Hedge fund challenges timing on bid to replace SandRidge board

12/24/2012 2:10 PM

12/24/2012 2:11 PM

Hedge fund TPG-Axon, which wants to replace SandRidge Energy’s board of directors because it is unhappy with the company’s management, said Monday that it had filed a lawsuit in Delaware Chancery Court.

It said the lawsuit challenged the date SandRidge set for its shareholders to vote on a TPG-Axon proposal.

TPG-Axon, which said it owns 6.7 percent of SandRidge’s stock, maintains that it has not filed the formal consents that would start the 60-day clock on the shareholder voting process. SandRidge said in a filing with the U.S. Securities and Exchange Commission it had received the consents on Dec. 19.

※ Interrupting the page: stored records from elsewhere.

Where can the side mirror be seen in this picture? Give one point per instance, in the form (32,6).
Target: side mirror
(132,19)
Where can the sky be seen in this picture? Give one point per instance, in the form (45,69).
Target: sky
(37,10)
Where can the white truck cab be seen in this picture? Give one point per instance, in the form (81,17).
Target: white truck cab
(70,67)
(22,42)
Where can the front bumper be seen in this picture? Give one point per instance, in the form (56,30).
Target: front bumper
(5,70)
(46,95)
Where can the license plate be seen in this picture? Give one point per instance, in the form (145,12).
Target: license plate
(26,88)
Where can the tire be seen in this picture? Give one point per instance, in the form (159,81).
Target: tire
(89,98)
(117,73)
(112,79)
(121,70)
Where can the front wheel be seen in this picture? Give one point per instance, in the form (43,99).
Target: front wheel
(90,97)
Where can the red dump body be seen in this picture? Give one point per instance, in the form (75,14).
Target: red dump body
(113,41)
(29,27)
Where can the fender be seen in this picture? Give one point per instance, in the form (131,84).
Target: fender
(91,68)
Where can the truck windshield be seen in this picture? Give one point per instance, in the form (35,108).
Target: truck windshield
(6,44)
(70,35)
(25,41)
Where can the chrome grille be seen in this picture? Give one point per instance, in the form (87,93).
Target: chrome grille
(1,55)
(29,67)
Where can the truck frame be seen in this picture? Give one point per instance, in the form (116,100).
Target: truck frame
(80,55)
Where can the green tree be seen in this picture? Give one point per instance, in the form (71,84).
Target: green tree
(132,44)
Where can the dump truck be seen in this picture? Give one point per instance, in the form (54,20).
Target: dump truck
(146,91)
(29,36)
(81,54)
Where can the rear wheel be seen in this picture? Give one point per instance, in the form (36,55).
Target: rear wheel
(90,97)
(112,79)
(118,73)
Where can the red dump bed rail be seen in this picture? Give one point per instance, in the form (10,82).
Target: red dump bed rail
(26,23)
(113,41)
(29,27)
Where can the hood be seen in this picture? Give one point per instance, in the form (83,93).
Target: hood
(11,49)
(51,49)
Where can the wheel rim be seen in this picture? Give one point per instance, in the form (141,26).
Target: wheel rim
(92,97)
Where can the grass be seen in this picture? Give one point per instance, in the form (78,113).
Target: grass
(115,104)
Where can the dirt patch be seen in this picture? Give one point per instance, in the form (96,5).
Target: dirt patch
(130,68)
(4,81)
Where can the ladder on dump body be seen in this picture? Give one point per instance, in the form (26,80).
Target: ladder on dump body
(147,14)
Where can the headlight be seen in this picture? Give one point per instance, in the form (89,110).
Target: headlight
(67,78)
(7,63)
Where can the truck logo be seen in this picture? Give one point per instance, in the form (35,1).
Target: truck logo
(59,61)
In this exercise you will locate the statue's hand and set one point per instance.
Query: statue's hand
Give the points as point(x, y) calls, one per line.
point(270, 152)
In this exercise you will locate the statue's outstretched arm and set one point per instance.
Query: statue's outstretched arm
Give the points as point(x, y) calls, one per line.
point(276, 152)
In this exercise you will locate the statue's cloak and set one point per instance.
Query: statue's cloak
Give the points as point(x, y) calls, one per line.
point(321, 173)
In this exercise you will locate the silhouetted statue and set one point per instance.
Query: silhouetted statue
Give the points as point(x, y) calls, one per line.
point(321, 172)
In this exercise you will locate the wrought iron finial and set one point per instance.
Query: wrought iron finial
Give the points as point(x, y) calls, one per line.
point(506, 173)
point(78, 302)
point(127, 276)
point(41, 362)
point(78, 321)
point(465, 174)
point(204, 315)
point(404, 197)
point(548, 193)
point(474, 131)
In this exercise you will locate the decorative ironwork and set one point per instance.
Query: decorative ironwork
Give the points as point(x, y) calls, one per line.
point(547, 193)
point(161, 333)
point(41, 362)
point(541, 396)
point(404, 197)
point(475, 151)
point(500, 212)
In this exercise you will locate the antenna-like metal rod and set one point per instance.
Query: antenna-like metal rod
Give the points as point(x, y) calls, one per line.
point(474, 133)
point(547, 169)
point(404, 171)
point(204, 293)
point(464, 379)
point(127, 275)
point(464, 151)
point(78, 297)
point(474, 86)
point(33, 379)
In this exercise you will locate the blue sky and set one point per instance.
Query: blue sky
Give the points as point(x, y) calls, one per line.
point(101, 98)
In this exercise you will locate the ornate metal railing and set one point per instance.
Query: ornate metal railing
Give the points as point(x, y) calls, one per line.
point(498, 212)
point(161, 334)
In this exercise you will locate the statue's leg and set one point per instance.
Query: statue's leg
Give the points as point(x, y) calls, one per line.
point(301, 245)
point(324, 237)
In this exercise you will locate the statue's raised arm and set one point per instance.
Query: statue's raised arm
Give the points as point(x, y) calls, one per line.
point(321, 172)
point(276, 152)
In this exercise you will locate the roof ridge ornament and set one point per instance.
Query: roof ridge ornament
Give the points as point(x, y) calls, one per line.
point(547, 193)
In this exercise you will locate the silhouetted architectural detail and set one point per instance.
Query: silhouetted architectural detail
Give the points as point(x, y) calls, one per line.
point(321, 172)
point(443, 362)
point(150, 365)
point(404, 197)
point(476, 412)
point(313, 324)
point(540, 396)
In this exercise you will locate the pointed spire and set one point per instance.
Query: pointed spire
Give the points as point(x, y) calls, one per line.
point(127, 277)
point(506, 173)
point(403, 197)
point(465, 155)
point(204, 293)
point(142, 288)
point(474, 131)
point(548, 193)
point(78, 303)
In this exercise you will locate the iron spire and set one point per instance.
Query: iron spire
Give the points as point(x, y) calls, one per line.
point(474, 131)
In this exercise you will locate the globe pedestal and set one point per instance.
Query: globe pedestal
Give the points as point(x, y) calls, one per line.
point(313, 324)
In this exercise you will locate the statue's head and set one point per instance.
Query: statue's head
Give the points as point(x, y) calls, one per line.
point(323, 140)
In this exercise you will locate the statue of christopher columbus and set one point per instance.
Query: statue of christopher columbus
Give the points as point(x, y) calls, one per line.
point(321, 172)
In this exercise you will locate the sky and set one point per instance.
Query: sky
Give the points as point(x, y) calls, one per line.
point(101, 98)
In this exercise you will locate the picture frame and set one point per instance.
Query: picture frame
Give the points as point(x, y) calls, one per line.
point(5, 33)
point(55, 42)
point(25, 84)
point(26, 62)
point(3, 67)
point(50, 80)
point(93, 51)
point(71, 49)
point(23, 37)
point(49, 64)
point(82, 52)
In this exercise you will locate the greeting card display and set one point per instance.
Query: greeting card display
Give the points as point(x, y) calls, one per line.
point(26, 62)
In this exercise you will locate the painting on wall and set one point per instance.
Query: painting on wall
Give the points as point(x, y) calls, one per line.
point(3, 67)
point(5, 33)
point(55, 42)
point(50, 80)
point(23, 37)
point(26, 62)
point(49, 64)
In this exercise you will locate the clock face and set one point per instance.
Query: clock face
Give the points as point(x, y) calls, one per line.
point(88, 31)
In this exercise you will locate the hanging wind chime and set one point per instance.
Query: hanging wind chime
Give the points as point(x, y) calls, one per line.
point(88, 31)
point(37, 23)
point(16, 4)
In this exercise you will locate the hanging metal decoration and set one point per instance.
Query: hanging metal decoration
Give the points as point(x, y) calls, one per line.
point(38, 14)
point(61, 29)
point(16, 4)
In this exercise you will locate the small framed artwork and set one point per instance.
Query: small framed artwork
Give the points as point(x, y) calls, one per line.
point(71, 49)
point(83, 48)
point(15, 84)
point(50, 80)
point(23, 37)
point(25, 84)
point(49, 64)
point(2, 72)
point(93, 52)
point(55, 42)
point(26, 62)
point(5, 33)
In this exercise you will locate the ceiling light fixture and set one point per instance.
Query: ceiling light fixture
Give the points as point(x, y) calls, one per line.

“Sadly, we are not surprised that Tom Ward and the Board of Directors have resorted to shameful tricks to try and confuse shareholders and shorten the period of time in which they have to vote,” Dinakar Singh, founder and chief executive officer of TPG-Axon Capital, wrote in a news release on Monday.

TPG-Axon added in the news release that it planned on Monday to file documents with the SEC needed to solicit SandRidge’s shareholders to change recently enacted company bylaws and replace existing board members with a TPG-Axon slate.

Singh claimed in the release that Ward had disregarded shareholders’ interests by incurring lavish expenses and excessive debt.

SandRidge Energy, based in Oklahoma City, is one of the most active oil and gas companies in Kansas.